A chance to forgive yourself
Share what you like to be forgiven and be glad to be alive.
I just read:
"Today all mistakes will be allowed and forgiven. Today is a day for being glad to be alive."
Let's try to forgive our mistakes and be glad to be alive.
@carefulWest6083 Today I want to forgive myself for what happened with my cousin when we were small. I forgive myself for being rude to my mom, I forgive myself for leaving people who loved me. I forgive myself for doing stupid things when I was small, not studying enough and ruining my reputation and everything I’ve ever done to anyone, even the part where I didn't express enough of my love to my previous cat although I truly loved him, he was so sweet. I’m trying to be better and the past is in the past. It’s okay. I forgive myself and I hope everyone forgives themselves for everything that keeps them up at night.
I guess I'm commenting again to revive this post because I really like the feedback and responses :)
@carefulWest6083
for use we seem to take on things that were not our fault and not ours to carry. we been working on a skill we learned a long time ago that help us see what we blaming self for that was not our fault. so trying to place blame were it to be placed and not take on others peoples wrong doing. so to forgive self for not seeing truth about things done to us. so also forgive self for blaming self for things we was not at fault for
we be grateful for the blessing of places like 7 cups and this place were we safe.

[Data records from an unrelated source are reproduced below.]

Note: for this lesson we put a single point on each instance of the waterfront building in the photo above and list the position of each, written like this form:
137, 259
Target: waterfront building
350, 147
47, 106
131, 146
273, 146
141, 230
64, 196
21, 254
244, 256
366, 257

I would like to be forgiven for not being so patient and kind when my ex and i were near the breakup. I would also like to be forgiven for all the unkind things i have ever said to him. Also the unkind things i said to my mother and my sisters.
The one regret I have that I want to be forgiven for is when one of my dogs died a few months ago. I took a half day off work to be with him and snuggled him and gave him treats because I thought it might be the end from the signs he was giving but then later he acted like he was ok and ran around a little bit. So I went inside for the night cause I was tired and I took one more look at him before going in and I could tell he was sad and I convinced myself that he just wanted to play more but deep down I knew he wanted me there with him and I thought that he would be ok until the next day or two at least and then the next morning I found him under the porch. I hate that I didn’t just stay outside with him for the night.